The UK has applied to accede to the Lugano Convention, but accession is contingent on the existing signatory countries granting approval. To date, the EU has not given its approval to the UK's accession.
What are the options in the meantime?
Brexit has altered the legal framework on which English court jurisdiction clauses currently rely and parties crave certainty of such matters, however, the impact can be overstated, particularly where a transaction is not likely to have a cross-border element.
Lenders’ preference is likely to be to retain the inclusion of asymmetric jurisdiction clauses, in UK based transactions. If the transaction does not have (and is not expected to have) any connection with an EU member state, the risk of a party seeking to bring proceedings in a member state in defiance of an English jurisdiction clause must be assessed as low.

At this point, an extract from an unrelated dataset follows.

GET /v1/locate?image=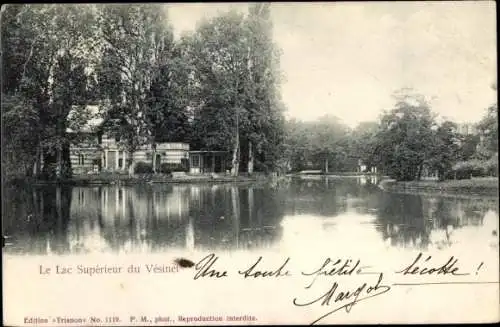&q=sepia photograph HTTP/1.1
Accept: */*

If there is a cross-border element with the EU and lenders wish to retain the flexibility of an asymmetric clause, local counsel opinion should be sought. Many countries allow for the enforcement of foreign judgments (such as English court judgments) based on their national laws or existing treaties and conventions. However, these may not have been tested in relation to English court judgments whilst the UK was a member of the EU. As it’s unknown ground, even with local counsel's opinion reliance on previous cases and experience would be limited.
When reviewing existing contracts, lenders should consider whether the type of clause should be amended. Now the UK has joined the Convention, exclusive jurisdiction clauses may become a more appealing option. Whilst for a lender it would limit flexibility on where proceedings can be commenced, it would bring certainty. Where the circumstances are suitable (which in many cases they are likely to be), this certainty may override the lack of flexibility. Where the agreement already contains an exclusive jurisdiction clause, the parties may wish to restate that clause to be certain to benefit from the Convention.
Arbitration also remains an option as many countries (including the UK and EU), are signatories to the New York Convention that regulates the enforcement of arbitration awards in member countries. This has not been impacted by Brexit. Lastly, it’s anticipated that many lenders will choose to continue as they are whilst they wait and see if the Lugano Convention is acceded to.